We compute the confusion matrix, as shown below. This tabulates the distribution of the true classes and and compares it against the classes predicted by the model we fit. From the matrix shown below, we see that the model correctly classified 54 of the Downs and 557 ups, but incorrectly classified 478 of the other classes. This gives us 0.5611 prediction accuracy.
conf_mat
##
## glm.pred Down Up
## Down 54 48
## Up 430 557
We fit a logistic regression model using Lag2 as the only predictor, with the training period from 1990 to 2008. We then used the model on the testing data.
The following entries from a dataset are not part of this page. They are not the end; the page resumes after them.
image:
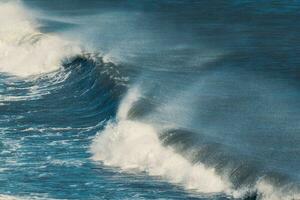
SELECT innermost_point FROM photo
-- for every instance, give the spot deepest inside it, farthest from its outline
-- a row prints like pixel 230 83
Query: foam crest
pixel 267 191
pixel 135 145
pixel 24 50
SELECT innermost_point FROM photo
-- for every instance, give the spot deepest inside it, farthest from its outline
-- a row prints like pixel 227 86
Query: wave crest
pixel 24 50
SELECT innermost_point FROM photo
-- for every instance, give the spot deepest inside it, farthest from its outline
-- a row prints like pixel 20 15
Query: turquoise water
pixel 149 100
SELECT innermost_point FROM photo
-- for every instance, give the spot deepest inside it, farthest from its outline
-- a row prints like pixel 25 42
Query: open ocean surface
pixel 140 99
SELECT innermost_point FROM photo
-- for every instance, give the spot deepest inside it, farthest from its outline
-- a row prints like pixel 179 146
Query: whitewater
pixel 107 108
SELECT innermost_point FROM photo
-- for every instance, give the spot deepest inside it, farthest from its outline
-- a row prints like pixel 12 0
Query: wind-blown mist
pixel 149 100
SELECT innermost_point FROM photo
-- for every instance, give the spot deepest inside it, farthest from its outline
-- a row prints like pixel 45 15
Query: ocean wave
pixel 24 50
pixel 134 145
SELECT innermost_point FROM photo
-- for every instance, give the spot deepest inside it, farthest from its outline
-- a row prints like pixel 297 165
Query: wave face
pixel 151 100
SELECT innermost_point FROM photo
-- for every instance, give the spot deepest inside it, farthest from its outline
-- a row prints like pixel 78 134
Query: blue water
pixel 149 100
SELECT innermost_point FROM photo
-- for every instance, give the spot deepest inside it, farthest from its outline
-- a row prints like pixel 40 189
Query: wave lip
pixel 24 50
pixel 134 145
The confusion matrix is below, and we see that our prediction accuracy is 0.625
table(test.pred, test$Direction)
##
## test.pred Down Up
## Down 9 5
## Up 34 56
We then repeat (d) using LDA. The confusion matrix is given below, and we see that the overall prediction accuracy is 0.625
table(lda.class, test$Direction)
##
## lda.class Down Up
## Down 9 5
## Up 34 56
We repeat (d) using KNN, with K = 1. The confusion matrix is given below, and we seet that the overall prediction accuracy is 0.5
table(lda.class, test$Direction)
##
## lda.class Down Up
## Down 9 5
## Up 34 56
After fitting the logistic regression model, LDA, and KNN, I think that the logistic regression model would provide the bst results for the data. Of the three models, KNN gives the worst testing results, at just 50% prediction accuracy on the test set. While logistic regression and LDA give the same prediction accuracy, I think logistic regression is the better model because we use fewer assumptions about the data. LDA assumes that the observations are drawn from a Gaussian distribution with a common covariance matrix, which may not necessarily be true. Logistic regression can thus have better results if this assumption is false.